In an appearance this week on the Joe Rogan Experience, Meta CEO Mark Zuckerberg repeated his claim that Facebook used an algorithm to limit the spread of the Hunter Biden laptop articles and that the FBI had warned the company of “Russian disinformation” ahead of the 2020 election.
Zuckerberg first made the claim back in a Senate Committee hearing in October 2020. See our summary of this hearing here.
Zuckerberg insisted that, unlike Twitter, Facebook did not ban the story entirely. At the time, over 50 former intelligence officials signed a letter claiming that the story “had all the classic earmarks of a Russian information operation.”
“So we took a different path than Twitter. Basically the background here is the FBI, I think basically came to us – some folks on our team and was like, ‘Hey, um, just so you know, like, you should be on high alert. There was the — we thought that there was a lot of Russian propaganda in the 2016 election. We have it on notice that basically there’s about to be some kind of dump of — that’s similar to that. So just be vigilant,’” he explained.
Related: Facebook suspends news outlet for reporting on latest Hunter Biden story
Zuckerberg continued to explain that Facebook uses third-party fact-checkers to determine if something is misinformation.
“So our protocol is different from Twitter’s.

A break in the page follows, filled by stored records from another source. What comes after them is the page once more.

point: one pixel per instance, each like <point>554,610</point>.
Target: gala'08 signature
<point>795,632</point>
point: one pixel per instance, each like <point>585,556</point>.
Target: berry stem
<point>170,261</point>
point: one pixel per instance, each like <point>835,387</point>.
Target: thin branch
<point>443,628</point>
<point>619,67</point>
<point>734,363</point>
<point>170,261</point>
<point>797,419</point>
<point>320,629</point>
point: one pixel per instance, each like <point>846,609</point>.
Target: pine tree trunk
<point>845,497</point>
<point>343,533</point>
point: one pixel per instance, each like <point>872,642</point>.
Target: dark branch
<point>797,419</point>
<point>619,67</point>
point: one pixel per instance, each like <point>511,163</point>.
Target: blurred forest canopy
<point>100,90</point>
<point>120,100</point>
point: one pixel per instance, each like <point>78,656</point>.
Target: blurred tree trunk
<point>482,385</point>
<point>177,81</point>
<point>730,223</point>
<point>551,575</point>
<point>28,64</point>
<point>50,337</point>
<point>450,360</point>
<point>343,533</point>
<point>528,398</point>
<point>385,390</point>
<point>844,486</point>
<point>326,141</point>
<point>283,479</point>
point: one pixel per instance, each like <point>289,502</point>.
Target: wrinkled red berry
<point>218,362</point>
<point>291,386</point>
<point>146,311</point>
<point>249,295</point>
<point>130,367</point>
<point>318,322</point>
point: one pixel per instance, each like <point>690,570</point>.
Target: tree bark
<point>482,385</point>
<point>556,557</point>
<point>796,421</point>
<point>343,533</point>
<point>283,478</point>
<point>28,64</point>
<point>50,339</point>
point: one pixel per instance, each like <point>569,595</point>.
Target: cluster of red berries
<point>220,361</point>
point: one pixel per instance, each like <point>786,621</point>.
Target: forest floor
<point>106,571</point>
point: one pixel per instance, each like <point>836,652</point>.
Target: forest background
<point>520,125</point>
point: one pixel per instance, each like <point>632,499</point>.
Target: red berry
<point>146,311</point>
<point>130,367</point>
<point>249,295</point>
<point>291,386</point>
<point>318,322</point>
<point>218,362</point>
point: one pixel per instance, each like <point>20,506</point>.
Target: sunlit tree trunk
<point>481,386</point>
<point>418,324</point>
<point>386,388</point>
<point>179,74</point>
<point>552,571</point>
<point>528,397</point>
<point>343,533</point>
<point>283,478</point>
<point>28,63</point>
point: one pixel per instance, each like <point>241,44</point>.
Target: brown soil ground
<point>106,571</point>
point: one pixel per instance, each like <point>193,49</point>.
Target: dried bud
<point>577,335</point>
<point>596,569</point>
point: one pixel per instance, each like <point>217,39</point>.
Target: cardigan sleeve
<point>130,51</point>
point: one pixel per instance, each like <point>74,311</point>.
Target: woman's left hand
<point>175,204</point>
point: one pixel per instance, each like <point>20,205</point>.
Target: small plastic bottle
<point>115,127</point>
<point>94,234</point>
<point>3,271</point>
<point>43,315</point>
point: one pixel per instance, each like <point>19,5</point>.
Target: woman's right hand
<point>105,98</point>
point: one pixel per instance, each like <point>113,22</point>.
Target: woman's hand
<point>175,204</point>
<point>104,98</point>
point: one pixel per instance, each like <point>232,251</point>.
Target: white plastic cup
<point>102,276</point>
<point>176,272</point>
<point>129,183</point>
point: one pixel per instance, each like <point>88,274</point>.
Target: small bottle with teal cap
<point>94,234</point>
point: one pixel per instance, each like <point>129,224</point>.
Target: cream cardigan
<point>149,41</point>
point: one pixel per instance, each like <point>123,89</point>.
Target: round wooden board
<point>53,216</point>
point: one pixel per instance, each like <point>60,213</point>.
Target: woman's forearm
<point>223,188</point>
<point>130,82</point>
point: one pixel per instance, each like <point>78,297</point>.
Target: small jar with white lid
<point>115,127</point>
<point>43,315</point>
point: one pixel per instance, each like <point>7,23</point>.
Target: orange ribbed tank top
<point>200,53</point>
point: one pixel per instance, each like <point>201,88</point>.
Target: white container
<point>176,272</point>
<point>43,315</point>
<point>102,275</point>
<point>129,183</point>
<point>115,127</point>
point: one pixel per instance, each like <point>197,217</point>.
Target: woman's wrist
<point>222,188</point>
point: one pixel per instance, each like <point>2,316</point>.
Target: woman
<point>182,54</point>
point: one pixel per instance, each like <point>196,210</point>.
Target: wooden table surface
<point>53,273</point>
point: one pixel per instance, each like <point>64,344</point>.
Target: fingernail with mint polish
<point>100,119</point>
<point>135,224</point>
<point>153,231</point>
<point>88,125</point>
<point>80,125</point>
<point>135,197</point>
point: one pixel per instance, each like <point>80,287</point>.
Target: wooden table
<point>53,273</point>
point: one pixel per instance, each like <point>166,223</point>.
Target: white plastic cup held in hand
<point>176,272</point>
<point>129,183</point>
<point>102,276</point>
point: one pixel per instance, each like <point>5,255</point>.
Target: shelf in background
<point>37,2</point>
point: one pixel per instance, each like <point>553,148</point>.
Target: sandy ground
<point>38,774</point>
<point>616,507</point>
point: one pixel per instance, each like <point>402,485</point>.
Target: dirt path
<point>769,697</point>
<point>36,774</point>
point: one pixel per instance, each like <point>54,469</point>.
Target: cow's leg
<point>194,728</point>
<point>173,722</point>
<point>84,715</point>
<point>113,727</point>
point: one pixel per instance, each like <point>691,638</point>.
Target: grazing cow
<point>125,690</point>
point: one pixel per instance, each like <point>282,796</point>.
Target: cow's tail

What Twitter did is they said ‘You can’t share this at all.’ We didn’t do that,” Zuckerberg said. “If something’s reported to us as potentially, misinformation, important misinformation, we also use this third party fact-checking program, cause we don’t wanna be deciding what’s true and false.”
“I think it was five or seven days when it was basically being determined whether it was false. The distribution on Facebook was decreased, but people were still allowed to share it. So you could still share it. You could still consume it,” he said.
Rogan asked what he meant by “decreased distribution.” Zuckerberg said that meant the story would appear much lower on users’ newsfeeds.
“I don’t know off the top of my head, but it’s meaningful,” Zuckerberg said when asked the percentage of the decrease in distribution. “But basically, a lot of people were still able to share it. We got a lot of complaints that that was the case.”
Zuckerberg has, in the past, said that a fact-checked article got 95% less reach than a standard post.
“We weren’t, sort of, as black and white about it as Twitter,” he continued. “We just kind of thought if the FBI, which I still view as a legitimate institution in this country, it’s a very professional law enforcement. They come to us and tell us that we need to be on guard about something. Then I wanna take that seriously.”
Rogan then asked: “Did they specifically say you need to be on guard about that story?”
“I don’t remember if it was that specifically, but it basically fit the pattern,” Zuckerberg said.
Asked about the aftermath of limiting the spread of the story, Zuckerberg said: “Yeah. I mean, it sucks, it turned out after the fact. The fact-checkers looked into it, no one was able to say it was false, right. So basically it had this period where it was getting less distribution,” Zuckerberg said, suggesting the story was suppressed even though it had never been shown to the false.
“I think it probably, it sucks though, I think in the same way that probably having to go through like a criminal trial, but being proven innocent in the end, sucks. Like it still sucks that you had to go through a criminal trial, but at the end you’re free.
“I don’t know if the answer would’ve been don’t do anything or don’t have any process. I think the process was pretty reasonable. We still let people share it, but obviously you don’t want situations like that.”